LIVES OF THE POETS

JOHNSON (Dr SAMUEL, 1709-1784, critic, poet, conversationalist, lexicographer) AUTOGRAPH MANUSCRIPT OF TWO SENTENCES FROM THE LIFE OF EDMUND WALLER IN LIVES OF THE ENGLISH POETS, comprising forty-one words reading: 'They proceeded with great [printed word 'Lord'] caution. Three only met in one place, and no man was allowed to impart the plot to more than two others, so that if any should be suspected or seized, more than three could not be endangered [three words deleted]', with a note in another hand, probably that of John Nichols (1745-1826), printer of Lives of the Poets ('Cut from Vol 1. of Johnson's Lives of the Poets -- from the Life of Waller by J Nichols'), on paper, laid down, c. 1¾ x 5 inches

Even portions of Johnson's prose literary manuscripts are of considerable rarity ('Johnson's writings in prose are rather scantily represented by extant manuscripts' -- Index of Literary Manuscripts); and none, as a whole or in part, has been sold at auction in at least the last twenty years. Of the two works for which substantial portions survive, one is Lives of the Poets, although even with this much of what remains is in the form of corrected proofsheets.

The present manuscript appears in the edition by G. Birkbeck Hill (O.U.P., 3 volumes, 1905 based on the 1783 edition, the last published in Johnson's lifetime) on page 260 in volume one, lines 36-39.
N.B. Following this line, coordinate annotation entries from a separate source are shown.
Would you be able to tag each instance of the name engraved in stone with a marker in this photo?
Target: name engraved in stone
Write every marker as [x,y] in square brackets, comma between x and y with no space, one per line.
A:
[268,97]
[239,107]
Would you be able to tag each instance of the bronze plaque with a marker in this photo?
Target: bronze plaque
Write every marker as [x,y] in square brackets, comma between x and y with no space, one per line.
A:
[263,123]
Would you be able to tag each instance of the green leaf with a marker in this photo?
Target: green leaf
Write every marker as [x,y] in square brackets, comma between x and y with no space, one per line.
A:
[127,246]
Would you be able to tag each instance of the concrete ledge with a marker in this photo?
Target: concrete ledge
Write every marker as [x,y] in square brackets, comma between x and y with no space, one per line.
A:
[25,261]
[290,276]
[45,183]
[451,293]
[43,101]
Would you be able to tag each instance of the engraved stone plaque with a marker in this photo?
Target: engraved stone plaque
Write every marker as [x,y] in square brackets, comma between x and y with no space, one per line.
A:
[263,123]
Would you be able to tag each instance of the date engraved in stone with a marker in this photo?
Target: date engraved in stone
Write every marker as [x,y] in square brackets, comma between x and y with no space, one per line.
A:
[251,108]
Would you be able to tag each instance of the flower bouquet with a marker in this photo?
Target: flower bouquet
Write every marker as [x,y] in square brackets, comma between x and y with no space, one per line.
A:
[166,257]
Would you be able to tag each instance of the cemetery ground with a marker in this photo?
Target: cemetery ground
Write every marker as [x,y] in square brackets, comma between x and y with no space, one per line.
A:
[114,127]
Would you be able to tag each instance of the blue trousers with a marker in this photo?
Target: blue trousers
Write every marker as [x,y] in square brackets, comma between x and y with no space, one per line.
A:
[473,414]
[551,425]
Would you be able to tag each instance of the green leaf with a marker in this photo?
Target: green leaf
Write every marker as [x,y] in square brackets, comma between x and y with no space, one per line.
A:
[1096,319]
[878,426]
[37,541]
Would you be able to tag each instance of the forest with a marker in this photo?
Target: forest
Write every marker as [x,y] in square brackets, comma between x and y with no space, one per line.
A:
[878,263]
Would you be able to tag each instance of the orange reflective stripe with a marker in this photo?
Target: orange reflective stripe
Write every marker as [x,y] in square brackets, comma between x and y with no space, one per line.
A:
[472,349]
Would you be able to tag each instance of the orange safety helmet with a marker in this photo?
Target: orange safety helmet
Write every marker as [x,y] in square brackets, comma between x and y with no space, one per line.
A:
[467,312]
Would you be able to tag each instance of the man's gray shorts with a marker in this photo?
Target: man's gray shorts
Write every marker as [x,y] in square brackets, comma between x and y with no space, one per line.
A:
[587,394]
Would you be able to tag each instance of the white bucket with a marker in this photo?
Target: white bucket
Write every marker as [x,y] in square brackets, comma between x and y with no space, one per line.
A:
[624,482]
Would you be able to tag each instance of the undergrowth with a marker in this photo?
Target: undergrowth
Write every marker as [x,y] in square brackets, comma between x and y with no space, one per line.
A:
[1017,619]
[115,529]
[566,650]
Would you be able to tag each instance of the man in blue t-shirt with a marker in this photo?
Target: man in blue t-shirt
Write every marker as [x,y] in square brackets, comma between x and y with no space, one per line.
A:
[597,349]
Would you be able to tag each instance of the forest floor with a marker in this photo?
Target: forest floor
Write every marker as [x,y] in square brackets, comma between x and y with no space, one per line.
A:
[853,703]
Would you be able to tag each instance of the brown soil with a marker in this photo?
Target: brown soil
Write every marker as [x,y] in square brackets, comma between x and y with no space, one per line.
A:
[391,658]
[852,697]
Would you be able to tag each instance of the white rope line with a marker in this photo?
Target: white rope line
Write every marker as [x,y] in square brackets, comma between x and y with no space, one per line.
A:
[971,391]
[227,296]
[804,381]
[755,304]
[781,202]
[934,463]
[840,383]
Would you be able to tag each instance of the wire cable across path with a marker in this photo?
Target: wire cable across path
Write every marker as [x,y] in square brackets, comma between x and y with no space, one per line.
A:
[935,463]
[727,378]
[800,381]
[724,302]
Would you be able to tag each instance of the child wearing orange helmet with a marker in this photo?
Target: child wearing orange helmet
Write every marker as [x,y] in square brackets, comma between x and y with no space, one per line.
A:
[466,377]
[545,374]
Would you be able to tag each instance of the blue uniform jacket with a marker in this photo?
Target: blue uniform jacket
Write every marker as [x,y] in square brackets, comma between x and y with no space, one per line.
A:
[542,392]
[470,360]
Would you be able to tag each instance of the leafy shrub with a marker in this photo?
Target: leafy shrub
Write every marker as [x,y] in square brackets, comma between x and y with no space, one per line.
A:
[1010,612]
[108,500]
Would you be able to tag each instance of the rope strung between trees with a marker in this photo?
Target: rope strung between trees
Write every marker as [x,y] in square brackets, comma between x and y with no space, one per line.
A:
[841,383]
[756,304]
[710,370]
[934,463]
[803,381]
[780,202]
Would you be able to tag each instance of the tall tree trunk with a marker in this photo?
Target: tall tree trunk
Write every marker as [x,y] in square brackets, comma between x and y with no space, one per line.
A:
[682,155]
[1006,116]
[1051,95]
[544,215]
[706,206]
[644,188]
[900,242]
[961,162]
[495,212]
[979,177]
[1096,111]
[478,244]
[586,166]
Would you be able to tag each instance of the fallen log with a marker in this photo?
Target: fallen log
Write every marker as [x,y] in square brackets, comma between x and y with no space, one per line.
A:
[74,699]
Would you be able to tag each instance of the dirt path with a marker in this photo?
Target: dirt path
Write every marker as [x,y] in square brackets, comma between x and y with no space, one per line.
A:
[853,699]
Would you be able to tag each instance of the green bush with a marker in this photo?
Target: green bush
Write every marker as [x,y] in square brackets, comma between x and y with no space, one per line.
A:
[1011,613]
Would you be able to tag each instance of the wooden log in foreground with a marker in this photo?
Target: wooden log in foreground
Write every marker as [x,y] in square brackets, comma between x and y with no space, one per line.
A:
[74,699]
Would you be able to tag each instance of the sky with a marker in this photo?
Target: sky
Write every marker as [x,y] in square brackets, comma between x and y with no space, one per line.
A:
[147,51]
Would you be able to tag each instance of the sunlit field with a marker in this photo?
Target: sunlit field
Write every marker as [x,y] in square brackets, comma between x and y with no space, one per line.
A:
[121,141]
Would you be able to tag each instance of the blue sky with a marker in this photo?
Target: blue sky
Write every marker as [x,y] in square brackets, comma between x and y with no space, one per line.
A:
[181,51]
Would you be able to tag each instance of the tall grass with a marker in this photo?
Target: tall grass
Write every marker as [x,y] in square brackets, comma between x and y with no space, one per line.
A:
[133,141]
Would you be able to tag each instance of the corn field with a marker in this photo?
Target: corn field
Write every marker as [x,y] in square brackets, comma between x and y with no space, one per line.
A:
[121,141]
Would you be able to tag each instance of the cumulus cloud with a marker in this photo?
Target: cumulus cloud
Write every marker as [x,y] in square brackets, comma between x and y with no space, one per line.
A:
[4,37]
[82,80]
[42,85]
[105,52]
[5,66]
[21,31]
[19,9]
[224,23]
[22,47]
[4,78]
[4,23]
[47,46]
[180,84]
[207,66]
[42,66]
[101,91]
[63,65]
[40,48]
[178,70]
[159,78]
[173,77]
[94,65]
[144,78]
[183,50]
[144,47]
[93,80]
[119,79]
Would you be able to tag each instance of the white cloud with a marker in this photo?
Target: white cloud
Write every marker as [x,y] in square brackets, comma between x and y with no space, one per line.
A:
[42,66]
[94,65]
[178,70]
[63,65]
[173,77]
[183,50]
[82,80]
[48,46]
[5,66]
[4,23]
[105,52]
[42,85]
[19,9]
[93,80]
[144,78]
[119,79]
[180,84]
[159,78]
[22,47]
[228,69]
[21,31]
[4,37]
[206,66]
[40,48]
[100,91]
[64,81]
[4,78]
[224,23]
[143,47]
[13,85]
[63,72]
It has some real claim to stand somewhat in its own right as a separate entity since it did not appear in the first edition of the work, where the paragraph ended with the 'peace', the last word in the sentence preceding those in this manuscript. These sentences were, therefore, either cut from the manuscript before the printing of the first edition, as the Nichols note states (and the top edge is trimmed), or they were added separately for the later editions. The presence of the printed word 'Lord' towards the end of the first line suggests that Johnson was utilising printer's waste.

The context of the passage in Waller's life is the plot he was involved in to secure London for the King in 1642.